What is making GE an outlier today? As CNBC reports, a 175-page "whistle-blower report" has just landed, alleging that General Electric stock is "a bigger fraud than Enron." Even without investors reading any further or knowing any additional details, that allegation alone was probably good for a few points' drop in GE stock.
And yet there are additional details -- beginning with the source: Harry Markopolos, the same man who blew the whistle on pyramid schemer Bernie Madoff more than a decade ago.
Markopolos reports that after spending "the past 7 months analyzing GE's accounting," he has come to the conclusion that there's "$38 billion" worth of fraud ongoing at GE today. What's more, it's "merely the tip of the iceberg" that "has left GE on the verge of insolvency."
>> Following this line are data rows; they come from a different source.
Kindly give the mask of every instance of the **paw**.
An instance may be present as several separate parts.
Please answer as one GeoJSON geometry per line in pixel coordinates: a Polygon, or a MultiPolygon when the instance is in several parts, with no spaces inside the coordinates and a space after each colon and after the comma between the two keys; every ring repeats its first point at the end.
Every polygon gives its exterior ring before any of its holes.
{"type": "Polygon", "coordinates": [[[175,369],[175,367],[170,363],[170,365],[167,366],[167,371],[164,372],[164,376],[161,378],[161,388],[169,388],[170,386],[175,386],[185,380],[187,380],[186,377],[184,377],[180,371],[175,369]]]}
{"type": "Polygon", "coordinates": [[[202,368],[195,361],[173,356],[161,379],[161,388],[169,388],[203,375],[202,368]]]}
Markopolos warns that GE is fudging the accounting at its oil and gas unit Baker Hughes and using accounting tricks to hide massive (and growing) losses at its long-term-care insurance unit. Worst of all, the company may be lying to insurance regulators about it, says the whistle-blower.
What will this mean to GE investors? If the allegations are correct, GE needs to add $18.5 billion to its reserves to cover long-term-care costs "immediately" and "in cash." Furthermore, the company will be required by GAAP accounting rules to take an additional $10.5 billion noncash charge to earnings "no later than 1QTR 2021."
And those are just the losses GE will need to record in two of its business units. According to S&P Global Market Intelligence, GE has a total of seven such major businesses.
Conclusion: As bad as things look for GE today, they could get a whole lot worse.